How to Spray Your Crop and Save Money at the Same Time

Jason Davis, application technologist with the University of Arkansas Cooperative Extension Service, explores agricultural application and explains how a few simple improvements can increase profitability.

Jason and his team have realized many of the issues with applications across the state have less to do with the chemistry that’s applied and more with how the chemistry’s handled and applied. Whether it’s the equipment, application variables, or pressures in each of the different types of applicator systems, these issues have been fairly simple to correct, primarily through education and demonstration on use of the new technology. That’s what Jason and his team are doing, thanks to funding from the Arkansas Soybean Checkoff.

Jason says the concept is simple, “The physics are the same, the pressures are different.”

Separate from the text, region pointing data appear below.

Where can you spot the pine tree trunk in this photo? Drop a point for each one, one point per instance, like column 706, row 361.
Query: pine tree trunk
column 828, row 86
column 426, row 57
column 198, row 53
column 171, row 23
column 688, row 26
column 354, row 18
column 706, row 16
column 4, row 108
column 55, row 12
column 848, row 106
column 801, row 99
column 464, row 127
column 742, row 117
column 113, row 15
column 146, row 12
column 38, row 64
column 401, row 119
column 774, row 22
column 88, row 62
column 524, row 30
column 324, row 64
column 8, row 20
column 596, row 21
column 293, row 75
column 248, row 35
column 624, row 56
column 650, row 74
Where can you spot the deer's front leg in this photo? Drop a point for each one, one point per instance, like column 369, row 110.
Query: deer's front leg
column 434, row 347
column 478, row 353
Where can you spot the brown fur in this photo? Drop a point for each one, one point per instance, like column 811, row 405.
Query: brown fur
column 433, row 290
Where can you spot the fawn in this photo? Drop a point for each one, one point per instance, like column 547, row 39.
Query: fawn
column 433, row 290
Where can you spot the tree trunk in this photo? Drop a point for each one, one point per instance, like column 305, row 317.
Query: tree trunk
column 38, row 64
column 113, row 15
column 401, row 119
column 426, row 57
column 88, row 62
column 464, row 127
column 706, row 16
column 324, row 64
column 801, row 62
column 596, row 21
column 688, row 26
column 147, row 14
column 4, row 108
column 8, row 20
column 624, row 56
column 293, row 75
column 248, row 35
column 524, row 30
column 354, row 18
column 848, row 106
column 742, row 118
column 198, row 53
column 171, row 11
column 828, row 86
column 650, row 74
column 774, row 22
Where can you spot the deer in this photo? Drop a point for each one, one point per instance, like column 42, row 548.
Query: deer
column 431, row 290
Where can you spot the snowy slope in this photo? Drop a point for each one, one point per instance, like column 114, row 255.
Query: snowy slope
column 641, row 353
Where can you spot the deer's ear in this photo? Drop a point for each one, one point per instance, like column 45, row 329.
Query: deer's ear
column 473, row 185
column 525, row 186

Overuse of pesticides have caused weed resistance in the Delta, and farmers are looking for new chemistries to combat old pests. Part of the weed resistance is due to poor efficacy of the chemicals when they are applied, which comes back to application error. If a producer wants to have sustainable systems for the long term using the appropriate use of pesticides, the best way is to make current chemistries and treat them properly. In the short term, the goal of applications is to target insects, weeds or pathogens, and eliminate them when they are pests. With this program, Jason and his team work to try to help the producer balance drift control with coverage for economic reasons and get their products to work at their best.

The pressures producers face are narrow windows of spray times. The times of day and condition of the soil all indicate the best times to spray. Some producers have thousands of acres to cover, so the limited time they have causes them to travel as fast as possible to put out as little water as possible, which means less fill times and increased use of a tank. This sets a trend to push chemistries to their limits both biologically and chemically. This program examines profitably by doing a better job instead of applying chemicals faster.